The problems of military strategy facing the U.S. and the broader West may be complex, but to Banach, apparently, some of them can be reduced to simple terms. The U.S. faces a “System of Opposition,” he writes.
“The current System of Opposition is defined as everything that is working against the attainment of U.S. policies and objectives,” according to Banach. “The System of Opposition is a complex global entity that is at war with the United States every day in Virtual Battle Space and, at times, in Physical Battle Space.
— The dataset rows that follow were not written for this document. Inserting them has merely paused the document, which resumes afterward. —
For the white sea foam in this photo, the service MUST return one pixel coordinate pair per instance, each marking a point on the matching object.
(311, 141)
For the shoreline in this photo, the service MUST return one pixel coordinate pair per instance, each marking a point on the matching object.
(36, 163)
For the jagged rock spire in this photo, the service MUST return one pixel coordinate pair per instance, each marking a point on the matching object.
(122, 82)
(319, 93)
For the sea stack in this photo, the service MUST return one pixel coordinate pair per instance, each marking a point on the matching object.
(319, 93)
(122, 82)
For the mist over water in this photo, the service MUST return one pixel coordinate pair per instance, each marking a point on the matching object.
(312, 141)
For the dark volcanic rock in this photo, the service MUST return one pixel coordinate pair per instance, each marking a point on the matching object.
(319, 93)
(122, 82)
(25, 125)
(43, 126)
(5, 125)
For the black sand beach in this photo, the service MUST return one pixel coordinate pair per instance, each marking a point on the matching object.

The System of Opposition to the United States is growing in power and now includes nation-state actors, global companies, radical organizations and technically capable individuals who are all ‘virtual combatants’ that collectively outgun the U.S. military in Virtual Battle Space.”
Despite Banach’s somewhat dubious assertion that forces opposed to the U.S. form a singular “complex global entity,” however, he also repeatedly refers to the “wars” (undeclared, of course) the U.S. is involved in, which seems to imply that the “System of Opposition” is actually less of a cohesive conspiracy than the name he gives it suggests.
When it comes to the terrorist attacks featured in the title of his article, meanwhile, (September 11, 2001 and the recent U.K. attacks) Banach is no believer in controversial conspiracy theories — except the contention that Sharia Law is gaining a foothold in the West.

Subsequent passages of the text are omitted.